In a post published on the carrier's website, Andy Penn has outlined how Telstra is progressing with its 5G network which is already accessible to one third of Australians and has over 210,000 5G services connected.
"With 5G critical to Australia's future prosperity, the good news is Telstra is a global leader in this new technology.
Penn claims competitors made wrong choices
Penn has also taken a thinly veiled dig at Optus and TPG/Vodafone for their initial plans to utilise Huawei equipment in their 5G networks - until the Government put paid to that approach.
"We are already a long way ahead of our competitors due to our increased investment, technology leadership, and because our competitors have historically made the wrong choices on their suppliers of network technology from a security perspective.
"We intend to extend that lead because Australia needs 5G."
Optus originally worked with Huawei during its initial 5G home broadband trials, but ultimately switched to Nokia following Australia’s decision to ban the Chinese vendor. TPG was using Huawei equipment to build its mobile network and had to abandon its 5G build at a loss of around $144 million.
Penn also hits back at 5G plan criticism
Penn has also responded to criticism from Telstra competitors - particularly Optus - over its new 5G consumer plans announced on June 30. Optus has pledged not to increase plan fees during 2020 after Telstra announced an increase of $5 per month on its small, medium and large plans, and a $15 per month increase on its extra large plan.
Penn explained that after running a "free 5G trial over the last 12 months we have decided to do away with a planned separate fee for 5G."
He pointed out that the increased monthly fee was not for 5G but for a range of benefits; and that customers who moved to the new plans before the end of September would have the increased amount credited back to them for the first 12 months, in effect paying no extra.
Consumers will also receive significantly more data and would also be able to reassess their options at any time as the new plans have no lock-in term.

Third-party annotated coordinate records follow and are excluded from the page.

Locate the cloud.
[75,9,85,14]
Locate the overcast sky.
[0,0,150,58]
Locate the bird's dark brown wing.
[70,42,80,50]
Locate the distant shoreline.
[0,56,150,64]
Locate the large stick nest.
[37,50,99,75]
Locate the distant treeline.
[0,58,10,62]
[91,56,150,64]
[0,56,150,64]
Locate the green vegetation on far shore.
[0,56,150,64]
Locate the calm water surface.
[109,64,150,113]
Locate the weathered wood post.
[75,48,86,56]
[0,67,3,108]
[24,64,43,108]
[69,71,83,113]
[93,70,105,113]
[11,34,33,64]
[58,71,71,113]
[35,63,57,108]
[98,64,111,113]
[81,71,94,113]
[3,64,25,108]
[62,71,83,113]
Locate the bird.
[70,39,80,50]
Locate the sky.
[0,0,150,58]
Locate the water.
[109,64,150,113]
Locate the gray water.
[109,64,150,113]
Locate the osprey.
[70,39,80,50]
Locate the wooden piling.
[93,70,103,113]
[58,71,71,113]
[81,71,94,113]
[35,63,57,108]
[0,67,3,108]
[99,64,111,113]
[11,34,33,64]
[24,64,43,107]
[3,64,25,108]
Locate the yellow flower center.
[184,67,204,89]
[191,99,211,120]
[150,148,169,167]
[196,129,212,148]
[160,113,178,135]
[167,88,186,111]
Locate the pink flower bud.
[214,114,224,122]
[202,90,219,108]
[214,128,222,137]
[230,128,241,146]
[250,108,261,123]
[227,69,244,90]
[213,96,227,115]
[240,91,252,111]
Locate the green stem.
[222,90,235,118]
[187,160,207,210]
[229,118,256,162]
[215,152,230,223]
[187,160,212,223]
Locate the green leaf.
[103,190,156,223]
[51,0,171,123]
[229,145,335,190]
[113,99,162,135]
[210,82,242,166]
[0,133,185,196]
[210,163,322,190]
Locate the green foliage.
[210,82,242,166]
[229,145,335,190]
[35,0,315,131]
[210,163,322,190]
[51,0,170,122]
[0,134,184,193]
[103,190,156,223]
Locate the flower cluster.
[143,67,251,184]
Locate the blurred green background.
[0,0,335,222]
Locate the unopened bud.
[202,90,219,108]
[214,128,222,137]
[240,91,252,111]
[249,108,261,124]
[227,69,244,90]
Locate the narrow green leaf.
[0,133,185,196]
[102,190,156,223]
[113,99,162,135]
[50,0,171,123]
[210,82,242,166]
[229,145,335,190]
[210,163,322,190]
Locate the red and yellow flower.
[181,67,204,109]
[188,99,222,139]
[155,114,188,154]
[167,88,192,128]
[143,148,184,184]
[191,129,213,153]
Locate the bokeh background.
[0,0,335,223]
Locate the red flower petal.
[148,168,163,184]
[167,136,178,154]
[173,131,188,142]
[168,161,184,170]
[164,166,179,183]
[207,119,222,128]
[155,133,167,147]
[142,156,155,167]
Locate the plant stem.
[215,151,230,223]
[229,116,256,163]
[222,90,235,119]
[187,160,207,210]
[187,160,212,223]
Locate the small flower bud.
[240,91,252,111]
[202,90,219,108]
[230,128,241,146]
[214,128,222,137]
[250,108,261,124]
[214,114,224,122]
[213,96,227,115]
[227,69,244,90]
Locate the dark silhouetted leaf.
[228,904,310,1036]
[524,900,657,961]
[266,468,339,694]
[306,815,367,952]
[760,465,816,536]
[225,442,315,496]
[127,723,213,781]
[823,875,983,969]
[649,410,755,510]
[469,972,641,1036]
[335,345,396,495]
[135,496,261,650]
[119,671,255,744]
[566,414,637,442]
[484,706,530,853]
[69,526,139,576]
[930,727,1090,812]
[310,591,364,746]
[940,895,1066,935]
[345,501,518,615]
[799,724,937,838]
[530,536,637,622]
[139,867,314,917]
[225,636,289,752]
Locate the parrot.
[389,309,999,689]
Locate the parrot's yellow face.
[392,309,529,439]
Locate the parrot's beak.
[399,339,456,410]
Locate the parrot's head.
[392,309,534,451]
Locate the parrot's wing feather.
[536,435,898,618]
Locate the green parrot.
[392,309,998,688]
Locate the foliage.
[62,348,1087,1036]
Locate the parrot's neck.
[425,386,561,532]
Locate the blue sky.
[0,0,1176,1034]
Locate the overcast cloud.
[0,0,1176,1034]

"All of our plans feature no lock-in contracts and no excess data charges, unlike some of our competitors, where there can be up to $1500 of excess data charges tucked quietly behind the upfront charges.
"Put simply, we are providing more data for the same price and committing to hold our price for twice as long as our major competitor because right now that’s what customers need."
75% population coverage by June 2021
Telstra has announced that its 5G network is already available to one third of the population and will be expanded to reach 75 percent of the population by June next year.
Already over 210,000 5G services are connected to Telstra's network.
The timetable for the network roll out is far faster than originally planned as Telstra shifted its plans forward in the first month of the pandemic.
"We made the decision in March to bring forward $500 million of capital expenditure planned for the second half of FY21 into calendar year 2020.
In May, Telstra also became the first carrier in Australia and one of the first in the world to provide a Standalone 5G network, which means that it operates independently of 4G. Most other 5G networks are non-standalone and rely on 4G network for backhaul, with a consequential increase in latency.